During its first twenty-five years the Inter-American Commission on Human Rights has held sixty-two sessions, most at its headquarters, some abroad. The Commission has carried out many activities both during its sessions and between them in the protection and the promotion of human rights.
These activities and tasks have consisted mainly in hearing and deciding individual cases, and in examining the situation regarding human rights in various countries, in relation to which, in some cases, the Commission prepared special reports. Among the countries that have been the subject of such reports we may cite Argentina, Bolivia, Chile, Colombia, Cuba, the Dominican Republic, El Salvador, Guatemala, Haiti, Nicaragua, Panama, Paraguay, Suriname and Uruguay.
Another important activity of the Commission has been the on-site visits to study, in the field, the human rights situation in the countries whose governments invited it or gave it consent to do so. In relation to those on-site trips, which have been of increasing importance in the last few years, the Commission, within the limits of its competence, made various recommendations, which in some cases led to an improvement of the human rights situation and in others, to the settlement of serious questions. Among them, the Commission made a contribution to the solution of the problem raised by the take-over of the Embassy of the Dominican Republic in Colombia by a group of insurgents with a considerable number of diplomatic hostages, should be mentioned for its importance.
In addition to presenting its annual reports to the General Assembly, many of which have contained specific recommendations on the protection of human rights, the Commission has adopted various resolutions dealing with the protection of those rights or taking up specific matters that require special treatment because of their special importance.
In the field of promotion of human rights, the Commission has issued several publications on human rights; it has awarded the Rómulo Gallegos Fellowship; and organized or co-sponsored seminars and meetings for research and diffusion of knowledge on matters related to the observance of human rights.
The Commission has also given particular importance, especially since 1978, to certain topics it has considered of the highest interest for achieving respect for, and effectiveness of human rights, and at the same time has suggested specific measures for advancing toward their full observance.

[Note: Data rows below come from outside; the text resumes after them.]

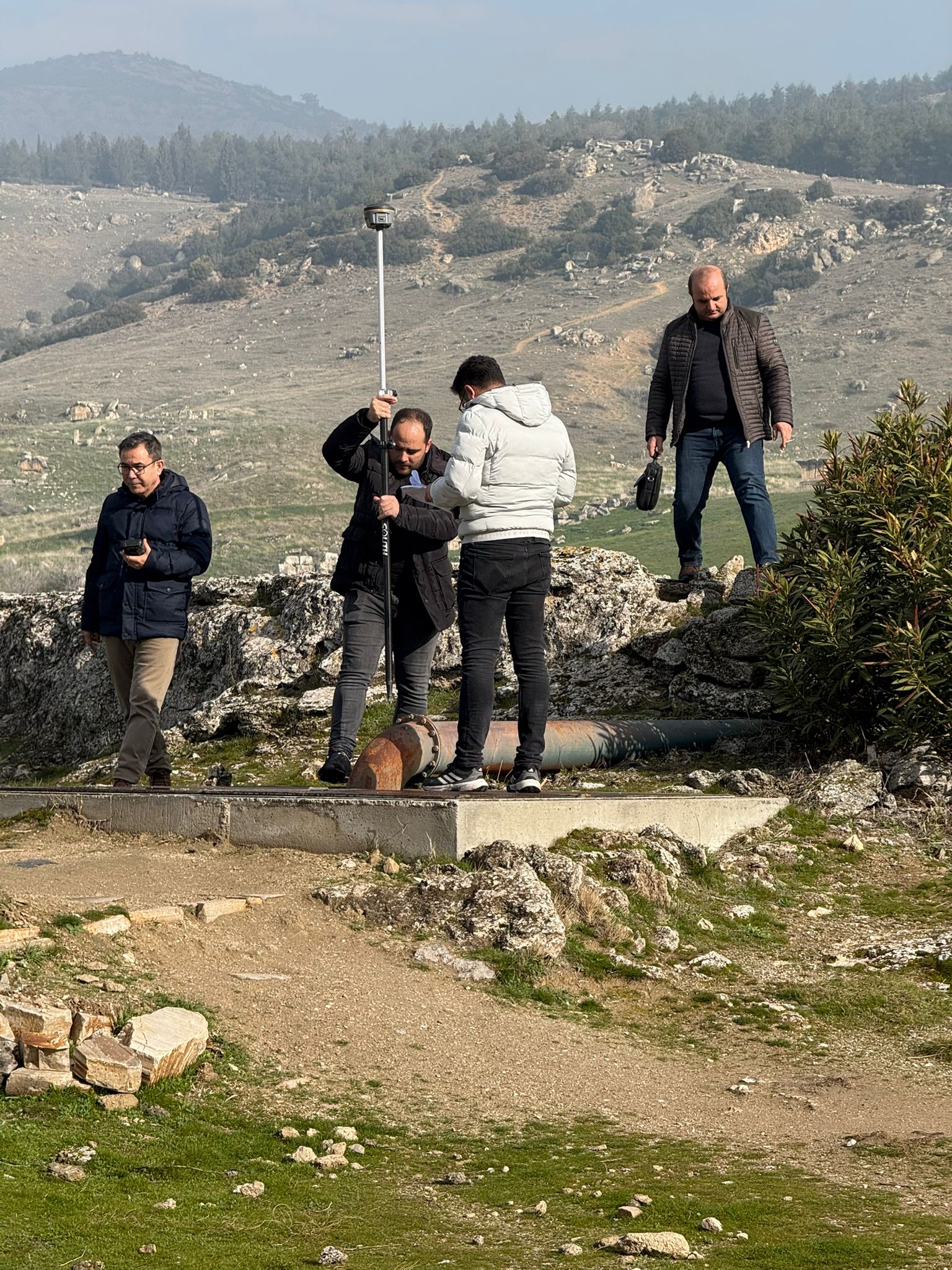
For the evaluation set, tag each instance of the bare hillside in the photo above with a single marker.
(245, 391)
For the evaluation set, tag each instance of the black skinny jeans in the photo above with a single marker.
(503, 580)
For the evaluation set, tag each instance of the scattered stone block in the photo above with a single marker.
(18, 938)
(88, 1024)
(168, 1041)
(168, 915)
(37, 1023)
(42, 1060)
(250, 1191)
(464, 968)
(66, 1173)
(658, 1244)
(117, 1101)
(27, 1082)
(211, 910)
(108, 926)
(107, 1064)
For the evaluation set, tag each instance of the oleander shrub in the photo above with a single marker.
(857, 619)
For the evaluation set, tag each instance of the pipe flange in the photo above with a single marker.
(426, 722)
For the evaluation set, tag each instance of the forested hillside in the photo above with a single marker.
(894, 130)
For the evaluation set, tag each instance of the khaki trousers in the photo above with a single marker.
(141, 672)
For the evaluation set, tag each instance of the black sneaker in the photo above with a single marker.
(455, 781)
(524, 780)
(337, 769)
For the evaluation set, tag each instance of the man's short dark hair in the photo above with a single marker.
(479, 373)
(154, 446)
(414, 415)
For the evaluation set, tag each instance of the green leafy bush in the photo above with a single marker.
(550, 180)
(579, 214)
(857, 620)
(772, 202)
(223, 288)
(480, 234)
(821, 189)
(519, 163)
(903, 211)
(714, 220)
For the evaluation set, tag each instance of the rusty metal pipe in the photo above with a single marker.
(421, 747)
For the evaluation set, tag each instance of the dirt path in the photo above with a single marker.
(355, 1008)
(658, 288)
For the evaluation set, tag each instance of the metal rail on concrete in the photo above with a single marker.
(408, 825)
(421, 746)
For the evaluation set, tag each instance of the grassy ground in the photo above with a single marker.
(651, 535)
(218, 1134)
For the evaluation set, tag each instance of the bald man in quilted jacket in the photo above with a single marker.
(723, 379)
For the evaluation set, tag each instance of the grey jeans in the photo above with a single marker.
(414, 642)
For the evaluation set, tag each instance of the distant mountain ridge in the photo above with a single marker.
(121, 94)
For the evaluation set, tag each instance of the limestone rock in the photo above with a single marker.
(667, 939)
(250, 1191)
(88, 1024)
(656, 1244)
(46, 1059)
(211, 910)
(633, 869)
(117, 1101)
(748, 781)
(464, 968)
(490, 907)
(18, 938)
(37, 1023)
(107, 1064)
(923, 776)
(116, 923)
(167, 1041)
(66, 1173)
(847, 788)
(27, 1082)
(167, 915)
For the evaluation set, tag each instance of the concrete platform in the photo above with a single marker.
(412, 826)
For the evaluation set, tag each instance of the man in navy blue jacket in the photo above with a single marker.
(152, 539)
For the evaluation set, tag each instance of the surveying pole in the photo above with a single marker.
(380, 218)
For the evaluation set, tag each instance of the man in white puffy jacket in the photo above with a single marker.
(512, 465)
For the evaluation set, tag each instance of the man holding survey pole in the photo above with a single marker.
(421, 586)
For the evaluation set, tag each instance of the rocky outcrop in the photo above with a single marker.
(257, 647)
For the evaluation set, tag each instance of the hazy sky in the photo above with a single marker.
(426, 61)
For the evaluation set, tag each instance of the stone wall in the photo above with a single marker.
(620, 641)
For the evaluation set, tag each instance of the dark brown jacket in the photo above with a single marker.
(420, 533)
(758, 374)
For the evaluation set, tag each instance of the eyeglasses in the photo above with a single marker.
(126, 469)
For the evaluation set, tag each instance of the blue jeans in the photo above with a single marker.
(697, 455)
(503, 582)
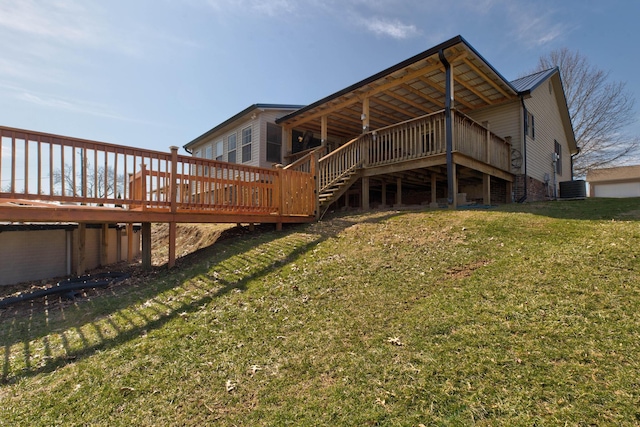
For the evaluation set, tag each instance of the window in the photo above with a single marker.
(219, 150)
(231, 146)
(274, 143)
(530, 126)
(246, 144)
(558, 157)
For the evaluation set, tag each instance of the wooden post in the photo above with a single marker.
(118, 244)
(509, 191)
(486, 189)
(172, 245)
(323, 130)
(173, 191)
(384, 194)
(81, 248)
(454, 178)
(365, 193)
(146, 245)
(129, 243)
(104, 245)
(280, 195)
(399, 192)
(365, 115)
(434, 199)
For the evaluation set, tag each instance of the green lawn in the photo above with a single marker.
(522, 315)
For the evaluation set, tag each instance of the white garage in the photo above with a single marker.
(623, 181)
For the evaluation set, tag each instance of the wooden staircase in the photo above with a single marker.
(333, 191)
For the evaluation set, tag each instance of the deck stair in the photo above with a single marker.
(333, 191)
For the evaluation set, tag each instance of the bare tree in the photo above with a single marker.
(95, 184)
(600, 110)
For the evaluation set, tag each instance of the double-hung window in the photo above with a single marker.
(231, 147)
(246, 144)
(219, 150)
(274, 143)
(558, 157)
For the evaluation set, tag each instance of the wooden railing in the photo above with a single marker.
(476, 141)
(413, 139)
(43, 167)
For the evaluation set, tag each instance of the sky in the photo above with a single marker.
(157, 73)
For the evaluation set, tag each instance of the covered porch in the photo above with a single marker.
(410, 126)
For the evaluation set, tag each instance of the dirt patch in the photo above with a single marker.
(190, 239)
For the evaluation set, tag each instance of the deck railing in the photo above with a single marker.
(43, 167)
(413, 139)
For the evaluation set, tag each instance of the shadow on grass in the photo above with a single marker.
(227, 265)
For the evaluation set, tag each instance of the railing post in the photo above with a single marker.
(279, 195)
(173, 185)
(173, 192)
(315, 167)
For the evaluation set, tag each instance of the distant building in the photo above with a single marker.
(622, 181)
(442, 127)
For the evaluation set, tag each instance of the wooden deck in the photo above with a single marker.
(53, 178)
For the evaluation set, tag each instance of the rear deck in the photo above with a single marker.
(53, 178)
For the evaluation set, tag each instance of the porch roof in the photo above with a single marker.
(409, 89)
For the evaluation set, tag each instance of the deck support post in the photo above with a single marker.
(118, 244)
(509, 191)
(434, 199)
(399, 192)
(366, 122)
(448, 123)
(172, 245)
(104, 245)
(81, 268)
(324, 130)
(384, 194)
(130, 243)
(365, 193)
(146, 245)
(486, 189)
(173, 191)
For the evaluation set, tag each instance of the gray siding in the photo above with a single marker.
(548, 128)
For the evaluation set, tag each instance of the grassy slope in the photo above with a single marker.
(527, 315)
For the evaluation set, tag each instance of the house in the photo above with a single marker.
(443, 127)
(622, 181)
(251, 137)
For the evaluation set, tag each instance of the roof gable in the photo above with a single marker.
(246, 111)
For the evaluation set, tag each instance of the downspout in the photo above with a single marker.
(448, 126)
(572, 156)
(524, 148)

Especially important among these topics have been the disappearance of persons after detention; torture; the problems of refugees in the Americas; and economic, social, and cultural rights.
Finally, the Commission wishes to point out that a more detailed explanation of its origin and its legal bases, and the text of the instruments governing it are contained in the document “Handbook of Existing Rules Pertaining to Human Rights” (OEA/Ser.L/V/II.60, doc. 28, July 26, 1983.)

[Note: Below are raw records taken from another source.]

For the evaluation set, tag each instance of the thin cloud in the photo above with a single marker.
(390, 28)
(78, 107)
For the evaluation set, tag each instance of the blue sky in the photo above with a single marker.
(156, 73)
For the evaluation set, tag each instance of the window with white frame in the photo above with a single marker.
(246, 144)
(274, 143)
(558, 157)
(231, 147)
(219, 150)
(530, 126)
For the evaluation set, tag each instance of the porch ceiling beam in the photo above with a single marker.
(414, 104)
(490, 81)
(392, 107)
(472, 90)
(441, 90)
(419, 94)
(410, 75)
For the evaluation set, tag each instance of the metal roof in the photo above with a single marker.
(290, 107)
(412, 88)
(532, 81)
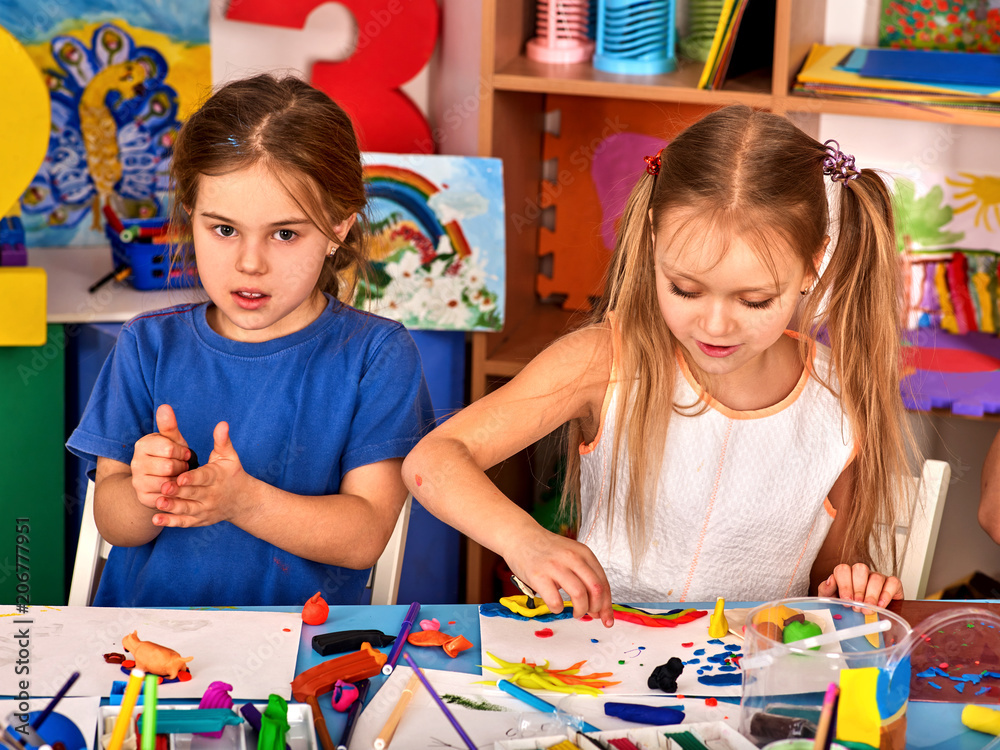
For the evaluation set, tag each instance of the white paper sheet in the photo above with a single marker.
(424, 725)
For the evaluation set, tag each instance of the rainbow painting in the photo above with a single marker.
(438, 251)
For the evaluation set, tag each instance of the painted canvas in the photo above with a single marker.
(438, 250)
(965, 25)
(122, 75)
(949, 234)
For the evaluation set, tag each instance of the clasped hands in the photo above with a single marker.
(203, 496)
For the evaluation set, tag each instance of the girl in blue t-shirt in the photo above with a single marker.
(248, 448)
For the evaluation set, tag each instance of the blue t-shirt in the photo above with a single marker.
(303, 410)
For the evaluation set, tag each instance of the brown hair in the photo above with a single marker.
(304, 138)
(758, 177)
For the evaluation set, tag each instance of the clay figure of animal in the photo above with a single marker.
(154, 658)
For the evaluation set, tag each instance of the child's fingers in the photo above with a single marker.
(166, 424)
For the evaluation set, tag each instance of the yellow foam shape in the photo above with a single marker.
(858, 719)
(22, 306)
(25, 123)
(981, 719)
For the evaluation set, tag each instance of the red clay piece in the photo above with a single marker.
(316, 610)
(366, 662)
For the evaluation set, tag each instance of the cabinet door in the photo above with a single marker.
(31, 471)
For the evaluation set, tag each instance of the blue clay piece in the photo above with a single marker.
(721, 679)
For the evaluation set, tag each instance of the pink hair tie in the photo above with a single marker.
(838, 165)
(653, 163)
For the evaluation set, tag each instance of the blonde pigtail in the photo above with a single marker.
(862, 293)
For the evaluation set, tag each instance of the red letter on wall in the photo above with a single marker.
(395, 41)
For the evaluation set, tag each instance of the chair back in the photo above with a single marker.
(92, 552)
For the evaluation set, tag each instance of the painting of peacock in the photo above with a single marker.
(114, 122)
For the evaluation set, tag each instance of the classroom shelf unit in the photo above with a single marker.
(512, 127)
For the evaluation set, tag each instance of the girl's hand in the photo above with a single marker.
(860, 584)
(552, 562)
(209, 494)
(158, 457)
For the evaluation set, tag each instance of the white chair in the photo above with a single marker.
(917, 529)
(92, 552)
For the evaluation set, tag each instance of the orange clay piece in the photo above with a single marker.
(154, 658)
(365, 662)
(316, 610)
(453, 645)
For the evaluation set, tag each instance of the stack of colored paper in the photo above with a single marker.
(920, 78)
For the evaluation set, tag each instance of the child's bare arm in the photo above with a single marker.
(989, 501)
(831, 576)
(446, 469)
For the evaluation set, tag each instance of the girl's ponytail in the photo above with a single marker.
(861, 290)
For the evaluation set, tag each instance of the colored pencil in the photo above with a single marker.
(397, 647)
(55, 699)
(125, 710)
(385, 736)
(149, 712)
(353, 713)
(537, 703)
(441, 704)
(824, 732)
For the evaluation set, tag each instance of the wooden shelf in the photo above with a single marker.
(866, 108)
(522, 74)
(512, 348)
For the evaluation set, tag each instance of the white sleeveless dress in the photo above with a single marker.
(741, 509)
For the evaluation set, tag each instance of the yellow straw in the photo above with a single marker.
(125, 710)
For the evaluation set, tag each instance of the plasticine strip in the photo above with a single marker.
(642, 714)
(367, 662)
(349, 640)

RELATIONS OF THE IACHR WITH THE INTER-AMERICAN COURT
OF HUMAN RIGHTS
During the period covered by this report, the IACHR continued to cooperate with the Inter-American Court of Human Rights. During its 61st regular meeting, the Commission welcomed the President of the Inter-American Court of Human Rights, Dr. Pedro Nikken, the Vice-President, Prof. Thomas Buergenthal, and the Secretary, Dr. Charles Moyer. An important conversation was held with these gentlemen to strengthen the ties of cooperation and coordination between these two organs.
RELATIONS WITH OTHER AGENCIES OF THE
In 1983-1984, the Commission continued to cooperate in the human rights field with the Inter-American Commission of Women, the Inter-American Children’s Institute and the Inter-American Indian Institute, which are specialized organs of the OAS.

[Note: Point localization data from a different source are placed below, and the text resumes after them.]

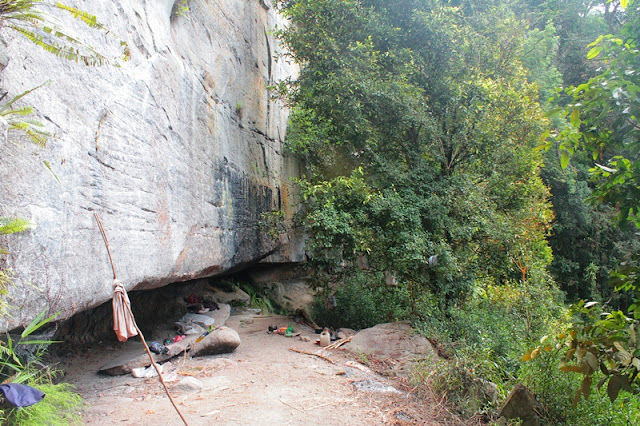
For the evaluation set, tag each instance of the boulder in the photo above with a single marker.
(179, 149)
(220, 341)
(521, 404)
(132, 357)
(396, 342)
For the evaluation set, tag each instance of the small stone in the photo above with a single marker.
(188, 384)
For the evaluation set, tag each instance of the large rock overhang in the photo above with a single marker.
(179, 150)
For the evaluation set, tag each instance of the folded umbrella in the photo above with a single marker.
(123, 321)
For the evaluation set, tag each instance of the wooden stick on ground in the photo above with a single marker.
(338, 343)
(146, 347)
(312, 354)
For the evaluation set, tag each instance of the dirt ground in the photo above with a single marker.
(262, 383)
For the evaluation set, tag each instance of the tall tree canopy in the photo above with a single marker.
(420, 124)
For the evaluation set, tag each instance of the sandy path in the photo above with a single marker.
(261, 383)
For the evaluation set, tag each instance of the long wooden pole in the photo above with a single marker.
(128, 307)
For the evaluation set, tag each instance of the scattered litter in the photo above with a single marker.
(370, 385)
(325, 338)
(200, 319)
(146, 372)
(338, 343)
(358, 366)
(186, 329)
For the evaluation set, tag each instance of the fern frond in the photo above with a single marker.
(85, 17)
(19, 111)
(12, 225)
(18, 97)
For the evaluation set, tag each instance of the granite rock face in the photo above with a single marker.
(179, 151)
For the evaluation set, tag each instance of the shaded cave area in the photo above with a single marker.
(266, 289)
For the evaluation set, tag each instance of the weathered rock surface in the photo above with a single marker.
(220, 341)
(179, 150)
(396, 342)
(521, 404)
(188, 384)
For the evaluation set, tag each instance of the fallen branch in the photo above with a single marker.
(338, 343)
(312, 354)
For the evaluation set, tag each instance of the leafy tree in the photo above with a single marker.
(604, 121)
(420, 143)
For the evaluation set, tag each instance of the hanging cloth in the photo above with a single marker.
(123, 321)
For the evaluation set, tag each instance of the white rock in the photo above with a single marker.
(179, 150)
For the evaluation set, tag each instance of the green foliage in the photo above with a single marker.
(10, 225)
(416, 148)
(362, 302)
(603, 118)
(18, 119)
(60, 405)
(30, 19)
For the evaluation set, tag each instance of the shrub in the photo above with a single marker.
(361, 302)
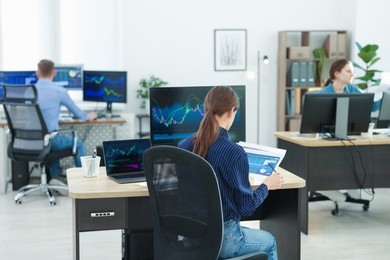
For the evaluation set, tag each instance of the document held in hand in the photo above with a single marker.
(262, 159)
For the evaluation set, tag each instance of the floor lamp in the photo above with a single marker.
(265, 61)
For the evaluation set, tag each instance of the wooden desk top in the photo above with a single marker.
(100, 121)
(313, 141)
(102, 187)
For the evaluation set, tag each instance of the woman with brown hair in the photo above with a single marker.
(230, 164)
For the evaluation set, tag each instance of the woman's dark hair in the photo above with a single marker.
(337, 66)
(218, 101)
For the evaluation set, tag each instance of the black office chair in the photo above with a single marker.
(30, 139)
(186, 205)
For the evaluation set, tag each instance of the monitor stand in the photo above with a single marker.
(109, 111)
(341, 124)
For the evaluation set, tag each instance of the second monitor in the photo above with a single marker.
(105, 86)
(336, 114)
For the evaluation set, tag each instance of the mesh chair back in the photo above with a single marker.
(26, 123)
(186, 204)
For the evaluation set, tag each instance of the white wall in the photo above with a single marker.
(173, 39)
(372, 27)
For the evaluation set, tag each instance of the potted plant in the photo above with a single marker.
(145, 85)
(369, 57)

RELATIONS WITH WORLD AGENCIES OF THE SAME TYPE
Likewise, during that time the Commission continued to strengthen its cooperative ties with the United Nations’ Commission and Committee on Human Rights and the European Commission on Human Rights, through an exchange of documents and information. Worthy of special note was the visit of the Chairman of the IACHR, Ambassador César Sepúlveda, to the United Nations Human Rights Center in Geneva, Switzerland, in February 1984.